Одуванчики в инее (Зверева) - страница 67


Я снова сидел на крыше. Пока солнце еще припекало серебряные пласты жести, и птицы грели на них свои взъерошенные перья. Солнечные лучи слепили меня, и я щурился, всматриваясь в небо. Множество крыльев было там, широких и коротких, тяжелых и невесомых, черных и светлых, быстро машущих и мирно скользящих по воздуху, но ни одни не принадлежали Джеку.

Я опустил уставшие глаза и всмотрелся в свой город. Сквозь море сверкающих крыш и кусты антенн тут и там прорывались величественные золотые и разноцветные купола, как айсберги сквозь воды Антарктики. Небо было высоким, и до облаков было не достать.
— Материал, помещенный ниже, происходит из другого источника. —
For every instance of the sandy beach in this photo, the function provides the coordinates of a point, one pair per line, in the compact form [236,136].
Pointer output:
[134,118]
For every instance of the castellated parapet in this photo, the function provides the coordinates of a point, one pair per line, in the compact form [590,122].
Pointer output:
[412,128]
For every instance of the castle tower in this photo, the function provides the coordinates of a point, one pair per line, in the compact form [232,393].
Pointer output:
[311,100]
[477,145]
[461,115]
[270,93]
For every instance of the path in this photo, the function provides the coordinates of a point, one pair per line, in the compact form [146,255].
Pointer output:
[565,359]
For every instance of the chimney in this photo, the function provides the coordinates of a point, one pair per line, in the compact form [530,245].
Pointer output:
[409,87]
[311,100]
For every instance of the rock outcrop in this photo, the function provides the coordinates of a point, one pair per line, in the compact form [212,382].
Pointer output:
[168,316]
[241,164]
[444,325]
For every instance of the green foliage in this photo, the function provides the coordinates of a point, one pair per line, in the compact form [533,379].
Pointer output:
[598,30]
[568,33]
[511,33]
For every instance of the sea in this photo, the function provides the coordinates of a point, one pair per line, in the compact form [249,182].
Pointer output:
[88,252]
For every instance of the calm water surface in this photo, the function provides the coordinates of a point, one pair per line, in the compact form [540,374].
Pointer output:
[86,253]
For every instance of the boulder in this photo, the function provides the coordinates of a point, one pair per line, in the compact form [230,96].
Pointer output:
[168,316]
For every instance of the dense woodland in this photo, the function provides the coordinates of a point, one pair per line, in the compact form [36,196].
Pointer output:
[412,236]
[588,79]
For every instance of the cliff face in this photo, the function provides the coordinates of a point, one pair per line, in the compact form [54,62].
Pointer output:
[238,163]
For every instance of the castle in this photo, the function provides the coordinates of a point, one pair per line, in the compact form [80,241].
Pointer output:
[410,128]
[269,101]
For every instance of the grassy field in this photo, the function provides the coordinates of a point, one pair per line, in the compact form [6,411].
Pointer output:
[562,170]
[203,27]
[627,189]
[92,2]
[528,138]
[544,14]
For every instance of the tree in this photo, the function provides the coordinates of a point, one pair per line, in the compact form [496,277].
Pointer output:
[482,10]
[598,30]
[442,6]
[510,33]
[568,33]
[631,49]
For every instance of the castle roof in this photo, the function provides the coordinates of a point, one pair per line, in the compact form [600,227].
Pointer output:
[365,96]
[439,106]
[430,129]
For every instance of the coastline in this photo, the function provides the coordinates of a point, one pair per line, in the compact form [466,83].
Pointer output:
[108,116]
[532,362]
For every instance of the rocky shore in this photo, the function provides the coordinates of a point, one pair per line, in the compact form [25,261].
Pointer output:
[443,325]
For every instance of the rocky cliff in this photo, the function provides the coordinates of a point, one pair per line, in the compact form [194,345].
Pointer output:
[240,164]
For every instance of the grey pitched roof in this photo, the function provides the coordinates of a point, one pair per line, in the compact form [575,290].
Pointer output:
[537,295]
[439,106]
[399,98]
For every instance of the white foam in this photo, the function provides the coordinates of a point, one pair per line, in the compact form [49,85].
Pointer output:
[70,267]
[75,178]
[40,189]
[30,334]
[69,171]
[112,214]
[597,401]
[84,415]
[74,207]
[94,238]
Где-то внизу по вековым, уставшим от ног и истории улицам Макарон следовал перебивающимся шагом и с колотившимся сердцем за спешащим в неизвестном направлении господином в черном. Где-то там краснощекая Гаврюшка возвращалась с гимнастики, останавливаясь у каналов и бросая маленькие камушки в воду. Где-то там Василек без дуршлага плакал в вечерней смене детского садика. Где-то там Пантик терпеливо сидел с мамой в тщательно расписанном коридоре реабилитационного центра и старался делать вид, что ему все нравится. Где-то там множество теть Юль и теть Свет лениво выбирали помаду или юбочку в выряженных, как Снегурочка под Новый год, магазинах и поглядывали сверху вниз на слишком учтивых продавщиц. Где-то там мама выбивала на клавиатуре жужжащего компьютера одно скучное и жутко важное письмо за другим, одновременно прикидывая, не замерзнет ли она по дороге домой и найдет ли в холодильнике что-нибудь годное на ужин больному сыну. Где-то там за морем крыш начиналось настоящее море, холодное и стальное. И где-то там, да, где-то там далеко и глубоко был папа.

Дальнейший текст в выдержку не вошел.